第9話 ファミレス会議
ファミレスの中。
私やアサトの家に近くで夜遅くまで営業しているファミレスだ。アサトの話によると、テスト前は学生の勉強で賑わうらしい。飲食店で勉強をする、というのは私の世界の文化にはなかったな。
ソファのある席に案内されメニューを貰う。予告通り私はチーズインハンバーグだ。注文して数分で、熱々の鉄板に乗ったハンバーグが運ばれてくる。ナイフとフォークで切り分けて、チーズが滴るハンバーグを口にほおばる。
「うーん美味しい」
明日のお弁当にご飯を作ったわけだけれど、食べずにいてよかったなと思う。幸せだ。
「チーズ口から垂れてるぞ」
呆れたような声で言ったアサトはオムライスを食べている。私は、ペーパータオルで口元のチーズをぬぐう。

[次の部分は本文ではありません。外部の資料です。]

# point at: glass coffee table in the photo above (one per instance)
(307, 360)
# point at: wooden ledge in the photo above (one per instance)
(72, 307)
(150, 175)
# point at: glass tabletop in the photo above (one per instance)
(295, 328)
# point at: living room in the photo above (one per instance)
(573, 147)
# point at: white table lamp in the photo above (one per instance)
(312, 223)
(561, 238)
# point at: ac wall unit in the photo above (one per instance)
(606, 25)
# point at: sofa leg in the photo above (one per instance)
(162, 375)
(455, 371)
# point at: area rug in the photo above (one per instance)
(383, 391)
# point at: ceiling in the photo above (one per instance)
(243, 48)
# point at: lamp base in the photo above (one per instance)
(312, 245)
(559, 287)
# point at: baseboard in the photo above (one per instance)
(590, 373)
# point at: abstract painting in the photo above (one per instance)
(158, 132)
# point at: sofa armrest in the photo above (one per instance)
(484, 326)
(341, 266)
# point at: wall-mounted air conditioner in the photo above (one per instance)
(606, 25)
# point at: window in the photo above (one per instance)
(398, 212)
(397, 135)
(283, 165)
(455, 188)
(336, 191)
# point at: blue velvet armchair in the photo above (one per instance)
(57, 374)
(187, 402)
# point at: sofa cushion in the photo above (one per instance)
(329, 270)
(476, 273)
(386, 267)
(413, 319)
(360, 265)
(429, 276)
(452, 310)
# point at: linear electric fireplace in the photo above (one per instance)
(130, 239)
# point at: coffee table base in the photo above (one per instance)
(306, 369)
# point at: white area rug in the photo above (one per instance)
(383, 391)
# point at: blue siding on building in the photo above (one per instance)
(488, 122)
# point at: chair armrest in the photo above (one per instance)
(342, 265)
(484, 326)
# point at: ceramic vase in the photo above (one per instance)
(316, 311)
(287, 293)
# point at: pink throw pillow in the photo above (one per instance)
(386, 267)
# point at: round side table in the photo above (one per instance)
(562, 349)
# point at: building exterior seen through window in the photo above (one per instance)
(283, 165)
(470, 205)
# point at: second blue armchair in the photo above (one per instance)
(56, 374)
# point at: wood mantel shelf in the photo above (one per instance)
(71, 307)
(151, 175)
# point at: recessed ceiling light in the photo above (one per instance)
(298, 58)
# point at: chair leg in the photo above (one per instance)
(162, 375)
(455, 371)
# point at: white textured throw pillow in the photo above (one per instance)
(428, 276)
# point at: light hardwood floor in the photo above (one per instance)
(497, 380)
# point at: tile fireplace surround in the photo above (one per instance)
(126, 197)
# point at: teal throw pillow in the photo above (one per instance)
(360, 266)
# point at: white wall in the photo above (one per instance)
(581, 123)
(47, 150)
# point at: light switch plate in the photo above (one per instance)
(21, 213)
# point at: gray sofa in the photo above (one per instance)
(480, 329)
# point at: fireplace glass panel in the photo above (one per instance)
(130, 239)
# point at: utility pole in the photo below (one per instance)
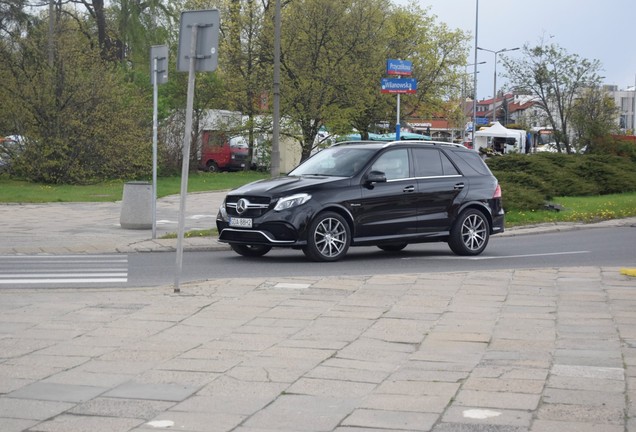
(275, 155)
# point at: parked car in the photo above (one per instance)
(220, 153)
(368, 193)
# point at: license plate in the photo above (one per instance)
(241, 222)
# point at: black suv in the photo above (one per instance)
(368, 193)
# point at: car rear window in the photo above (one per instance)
(470, 163)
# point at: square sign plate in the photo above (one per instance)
(207, 43)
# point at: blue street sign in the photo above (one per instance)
(399, 85)
(398, 67)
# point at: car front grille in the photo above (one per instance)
(255, 206)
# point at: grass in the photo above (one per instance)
(588, 209)
(16, 191)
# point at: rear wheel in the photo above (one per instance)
(250, 250)
(395, 247)
(328, 239)
(470, 233)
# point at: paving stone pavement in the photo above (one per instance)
(536, 350)
(517, 350)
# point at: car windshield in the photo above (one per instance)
(335, 161)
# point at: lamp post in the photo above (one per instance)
(464, 92)
(494, 90)
(475, 72)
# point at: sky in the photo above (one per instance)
(599, 30)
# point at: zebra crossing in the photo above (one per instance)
(67, 270)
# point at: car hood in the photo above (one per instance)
(280, 186)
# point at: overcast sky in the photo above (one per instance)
(601, 30)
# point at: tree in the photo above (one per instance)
(593, 118)
(556, 78)
(84, 121)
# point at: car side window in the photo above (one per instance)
(394, 164)
(430, 162)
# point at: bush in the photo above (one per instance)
(528, 181)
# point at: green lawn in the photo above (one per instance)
(14, 191)
(586, 209)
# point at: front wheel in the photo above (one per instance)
(328, 239)
(470, 233)
(250, 250)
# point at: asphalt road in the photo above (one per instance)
(614, 246)
(610, 246)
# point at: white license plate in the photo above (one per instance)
(241, 222)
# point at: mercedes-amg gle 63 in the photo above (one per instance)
(361, 193)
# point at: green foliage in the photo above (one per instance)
(84, 120)
(528, 181)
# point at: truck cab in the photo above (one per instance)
(220, 153)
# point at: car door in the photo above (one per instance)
(388, 208)
(439, 185)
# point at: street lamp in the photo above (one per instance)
(494, 90)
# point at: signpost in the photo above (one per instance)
(398, 85)
(198, 46)
(159, 75)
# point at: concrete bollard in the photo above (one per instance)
(136, 206)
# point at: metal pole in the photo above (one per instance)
(634, 109)
(185, 166)
(475, 73)
(154, 148)
(397, 123)
(494, 92)
(275, 156)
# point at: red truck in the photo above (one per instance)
(220, 153)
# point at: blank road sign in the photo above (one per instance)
(207, 43)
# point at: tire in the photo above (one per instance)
(470, 234)
(250, 250)
(395, 247)
(212, 166)
(328, 239)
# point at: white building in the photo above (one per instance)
(624, 100)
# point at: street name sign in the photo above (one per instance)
(399, 85)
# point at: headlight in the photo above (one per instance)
(222, 214)
(291, 201)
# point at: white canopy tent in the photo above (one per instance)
(501, 139)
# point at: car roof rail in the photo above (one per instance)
(433, 143)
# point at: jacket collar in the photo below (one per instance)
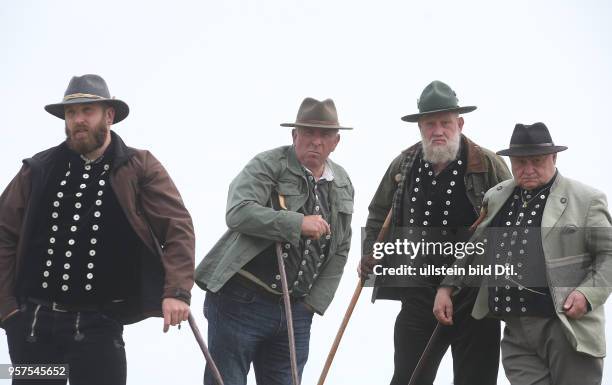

「日本は食のレベルが高いんだよ。ほかの世界にはこんな安くて美味い物が食える世界はないだろ?まさしく唯一級だ」
「伝説級のランクを軽々しく……」
私とアサトの間には大皿に盛られたポテトが置かれている。オムライスを食べ終わったアサトが大皿からポテトを一本持ち上げ言う。
「で、次の敵ってどんなやつ?ゴブリンか?」
「いえ、もうちょっと強いでしょうか。でもまだ戦える相手かと。次の敵は、ハーピーです」
ちょっと考えた後、アサトが言う。
「ん、聞いたことあるな。ゲームとかで出てきた」
「この世界だと神話の時代からハーピーというのは存在しているようですが、越境者ですね、これは」
「なるほど、UFO伝説のUFOは実在した的な感じか」
「例えはちょっとよく分かりませんが、実際に存在するからこそ物語になるのでしょうね。現に謎の円盤は高度な技術を持った越境者なのでしょう。で、ハーピーです」
「ああ。羽と鉤爪を持った女性型モンスターかな」
「そうですね、実際の姿はどのような形かはわかりませんが、鳥と女性を合体したような見た目をしているようです。鉤爪にも気をつけた方がいいですが、羽根で旋風を起こすとも言われています」
「上空に飛ばされた場合はどうすりゃいいんだ。落ちたら死ぬだろ。多分」
「ええ。着地自体は、衝撃を和らげるような魔法がありますが、3回くらいしか使えません」
「いざという時に一回。となるとあと2回。ミスれないか」
「とすると、攻撃を確実に当てなきゃいけないが。攻撃……届かないよな」
「略式ブリザードが当たればよいのですが、あれってまだ使えますか?」
「ああ。2回使ってるから何となく定着してきたな。戦いの前に確認すれば使えると思う」
「腐っても、いや、クズでも勇者ですね、やはり」
「誉め言葉と受け取っておくぜ」
「まあ、縦横無尽に飛んでいるんだ。確実に避けるよな。敵は」
「跳躍してくることは予想していないはず。なので、大ジャンプして剣で叩き斬ったらどうでしょうか。意表もつけると思います」
「真面目な割にその辺大振りなアイデアも出すんだな、ヒカリって」
「ええ、まあ。何だか改めて言われるとちょっとやですね」
「じゃあ氷魔法で隙をついて、跳躍して剣で斬る。これを決め技にするか」
「ええ」
「で、大ジャンプってどうやるの。剣をあてないといけないよな」
「そうなりますよね。魔法を使います。氷魔法のように詠唱するものではなく、今回は魔法陣です」
人差し指で円を描いてその中に星を配置する真似をする。魔法の発動についても詠唱以外にもいろいろな方法があるのだ。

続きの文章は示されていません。